Turkey has repeatedly conveyed its "discomfort" to the U.S. officials over their plans to set up observation points in northern Syria, Turkish defense minister said on Saturday.
Hulusi Akar said he told U.S. Chief of Staff Joseph Dunford and other U.S. officials during a recent visit to Canada on the sidelines of the Halifax International Security Forum on last Sunday that setting up the posts would have a very negative impact on perceptions of the United States in Turkey.
"During our talks with both political and civilian interlocutors we repeatedly expressed our unease in various ways," he said. "I think actions like this will make the complicated situation in the region even more complicated," Akar told reporters after meeting with teachers on the occasion of national Teachers' Day.
Turkey is angry at U.S. support for the People's Protection Forces (YPG), which it views as an extension of the PKK waging a decades-long terrorist campaign on Turkish soil.
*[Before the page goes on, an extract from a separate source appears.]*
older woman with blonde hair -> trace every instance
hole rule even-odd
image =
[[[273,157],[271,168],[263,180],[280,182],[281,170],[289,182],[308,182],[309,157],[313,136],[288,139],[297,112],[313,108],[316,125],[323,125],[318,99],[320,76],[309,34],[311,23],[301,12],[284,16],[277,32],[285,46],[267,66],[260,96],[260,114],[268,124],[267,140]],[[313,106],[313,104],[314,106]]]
The PKK is designated a terrorist group by Turkey, the United States and the European Union. The YPG is the dominating group in the Syrian Democratic Forces (SDF), the main U.S. ally in Syria.
"We have stated that the observation points to be established by the U.S. troops on the Syrian border will have a very negative impact […] and in the course of our discussions we expressed that it could lead to a perception that 'U.S. soldiers are somehow protecting terrorist YPG members and shield them'," he added.
"Nobody should doubt that the Turkish Armed forces and the Republic of Turkey will take the necessary steps against all kinds of risks and threats from across its borders," he said.
"We expect our U.S. allies to immediately cut their ties with the terrorist YPG, who are not in the slightest bit different from the PKK," Akar added.
Defense Secretary Jim Mattis said on Wednesday the United States was setting up the posts to help keep the focus on clearing the final Daesh terrorist strongholds in Syria.
The United States has long complained that tension between Turkey and the SDF has at times slowed progress on the fight against Daesh, which is still present in eastern Syria in a pocket east of the Euphrates River near the border with Iraq.
President Donald Trump's administration hopes that the U.S.-backed fight against Daesh in its last foothold in northeastern Syria will end within months. But a top U.S. diplomat recently said American forces will remain to ensure the "enduring defeat" of the militant group.